Wilson retired in 1980, not long after hiring Stourton. By then, Japanese buyers dominated these auctions. Their bubble was to pop with the 1990 invasion of Kuwait, just as the 1970s oil crisis sent Chinese ceramic sales, and some London dealers, to Hong Kong. In 1987 van Gogh set records with a 'Sunflowers' (Christie's) and 'Irises' (Sotheby's). 'Private sales' further supplanted the role of dealers, who crowed when the two houses got caught fixing commissions in 2000, and banded together to form the art fairs we know today.
The Young British Artists (Y.B.A.), Britain's last global movement, brought some American dealers calling in the 1990s, as London saw its 'gradual repositioning into second place behind New York.' But even there the duopoly has held tight, as evidenced by Sotheby's recent sale of a 35-cent banana for $6.2 million.
Though impressively aware of changing tastes, Stourton is not a visual writer, and at certain moments this can frustrate the reader. The achievement of Erica Brausen, the dealer who first sold Bacon to the Museum of Modern Art, pales without a description of that painter's deliberate repulsiveness. Of the globe-quaking Y.B.A. show in 1988, one work is described.
But Stourton's aloofness may be a practiced discretion. 'It would have been an appalling error of taste and intrusion into another man's privacy to go commenting on his possessions,' explains Stourton's onetime colleague Philip Hook in 'Breakfast at Sotheby's.' 'His pictures? His wine? What next, his wife?' (Also compare Stourton's Wilson with the nasty, deceitful version described in 'Rogues' Gallery' by Hook, who began at Christie's.)

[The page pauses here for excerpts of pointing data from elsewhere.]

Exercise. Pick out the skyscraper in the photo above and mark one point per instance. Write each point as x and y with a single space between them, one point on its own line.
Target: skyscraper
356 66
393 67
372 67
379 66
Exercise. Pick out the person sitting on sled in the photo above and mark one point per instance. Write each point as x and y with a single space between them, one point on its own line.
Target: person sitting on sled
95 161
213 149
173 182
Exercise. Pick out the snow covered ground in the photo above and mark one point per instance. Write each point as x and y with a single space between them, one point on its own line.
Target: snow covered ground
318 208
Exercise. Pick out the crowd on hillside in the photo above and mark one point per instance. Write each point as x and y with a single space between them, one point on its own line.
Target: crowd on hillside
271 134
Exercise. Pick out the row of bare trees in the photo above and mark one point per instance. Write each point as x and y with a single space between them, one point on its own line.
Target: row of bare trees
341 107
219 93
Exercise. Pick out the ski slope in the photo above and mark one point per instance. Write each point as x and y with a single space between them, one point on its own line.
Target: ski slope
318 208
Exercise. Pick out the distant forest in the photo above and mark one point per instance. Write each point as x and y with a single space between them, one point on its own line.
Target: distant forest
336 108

Stourton's approach is nonetheless truthful. Stripped of the art lover's gaze, Stourton's taut chapters and business brain probably make a clearer portrait of a traffic that, on paper, can care ironically little for looks. 'A good art dealer,' Arthur Tooth is quoted as saying, 'is a man who can sell a picture he dislikes to a client who dislikes it.'
Outstanding in its own field, 'Rogues and Scholars' nears Anthony Bourdain's tell-all 'Kitchen Confidential,' whose real favor is not worship of food but an honesty about brawls and diarrhea. Perhaps by exempting beauty from his comic-epic of ploys and partners, Stourton creates an inconvenience for the casual reader but ultimately does a courtesy to the artists.